When I began to research new ideas about it, I was faced with my own writing from a few years ago. Then it was top of mind. The “Stairway To Heaven” trial, it seemed to me, had focused a long time on whether “Taurus,” the plaintiff’s allegedly infringed-upon work, was in Jimmy Page’s enormous record collection, or on whether Page would’ve been listening and taking in “Taurus” when the plaintiff’s band, Spirit, was a few times Led Zeppelin’s warm-up act. 

I could see value in getting the jury focused on that issue and having it play too big a part in their decision-making. (There’s a name for that, isn’t there?) I felt it would be confusing.

Let me explain the inverse ratio rule itself, quickly: It was established by the Ninth Circuit (the San Francisco-based US Court of Appeals) that the inverse ratio rule makes a ratio of two basic requirements of copyright infringement, “access” and “similarity.” Taken individually, these two things are pretty easy to understand. “Access” means “Did the accused infringer likely hear Song A before writing Song B? (Because you can’t have copied Song A if you’d never even heard it, right?”) And “similarity” asks, “Is Song B very much the same as Song A?” Also, in service to the question of access, we ask, “Is song B so very much the same as song A that the similarity is likely not a coincidence; and therefore, we should infer that the defendant must have heard song A first?” 

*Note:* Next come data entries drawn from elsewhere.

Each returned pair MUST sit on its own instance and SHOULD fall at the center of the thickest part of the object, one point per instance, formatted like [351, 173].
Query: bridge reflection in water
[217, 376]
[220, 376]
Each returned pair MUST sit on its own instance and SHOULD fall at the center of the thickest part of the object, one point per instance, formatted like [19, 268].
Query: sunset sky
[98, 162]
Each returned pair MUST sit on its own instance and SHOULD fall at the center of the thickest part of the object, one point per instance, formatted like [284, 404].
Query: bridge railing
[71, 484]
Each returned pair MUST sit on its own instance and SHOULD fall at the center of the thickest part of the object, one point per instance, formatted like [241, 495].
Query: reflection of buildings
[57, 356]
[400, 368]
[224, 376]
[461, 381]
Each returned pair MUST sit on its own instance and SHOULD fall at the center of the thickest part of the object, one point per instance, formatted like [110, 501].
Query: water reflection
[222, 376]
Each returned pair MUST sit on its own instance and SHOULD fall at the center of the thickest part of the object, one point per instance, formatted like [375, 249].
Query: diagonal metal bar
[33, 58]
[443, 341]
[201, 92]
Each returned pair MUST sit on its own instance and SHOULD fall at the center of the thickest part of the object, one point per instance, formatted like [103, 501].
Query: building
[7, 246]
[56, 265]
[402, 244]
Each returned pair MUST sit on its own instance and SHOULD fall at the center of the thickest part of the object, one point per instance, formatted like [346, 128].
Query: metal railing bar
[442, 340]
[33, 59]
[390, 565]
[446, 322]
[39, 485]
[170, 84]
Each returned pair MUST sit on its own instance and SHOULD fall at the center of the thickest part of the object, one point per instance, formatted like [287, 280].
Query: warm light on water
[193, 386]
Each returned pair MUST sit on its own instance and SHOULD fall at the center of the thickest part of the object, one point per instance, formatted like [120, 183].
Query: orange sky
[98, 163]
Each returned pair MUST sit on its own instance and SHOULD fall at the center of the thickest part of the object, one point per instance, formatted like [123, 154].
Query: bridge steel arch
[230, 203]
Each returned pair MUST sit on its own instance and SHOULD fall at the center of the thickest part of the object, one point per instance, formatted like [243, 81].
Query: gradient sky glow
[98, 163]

The inverse ratio rule took those two things — access and similarity — and reasoned that the more similarity you can find, the less access you should require to make your infringement case; and vice versa. And this is key because vice versa is what an inverse does! It simply flips the values and reverses the relationship, preserving the quantification.

And that’s simply nonsensical. Because if I write a song that is nearly identical to another, we might reasonably infer from that extreme similarity that I must have heard the earlier work. But the reverse doesn’t necessarily hold true; you can give me a perfect score for my familiarity with “Happy Birthday,” but it has little relevance as to whether the song I’m then writing will be similar to “Happy Birthday.” The ratio doesn’t serve us reliably in the inverse. 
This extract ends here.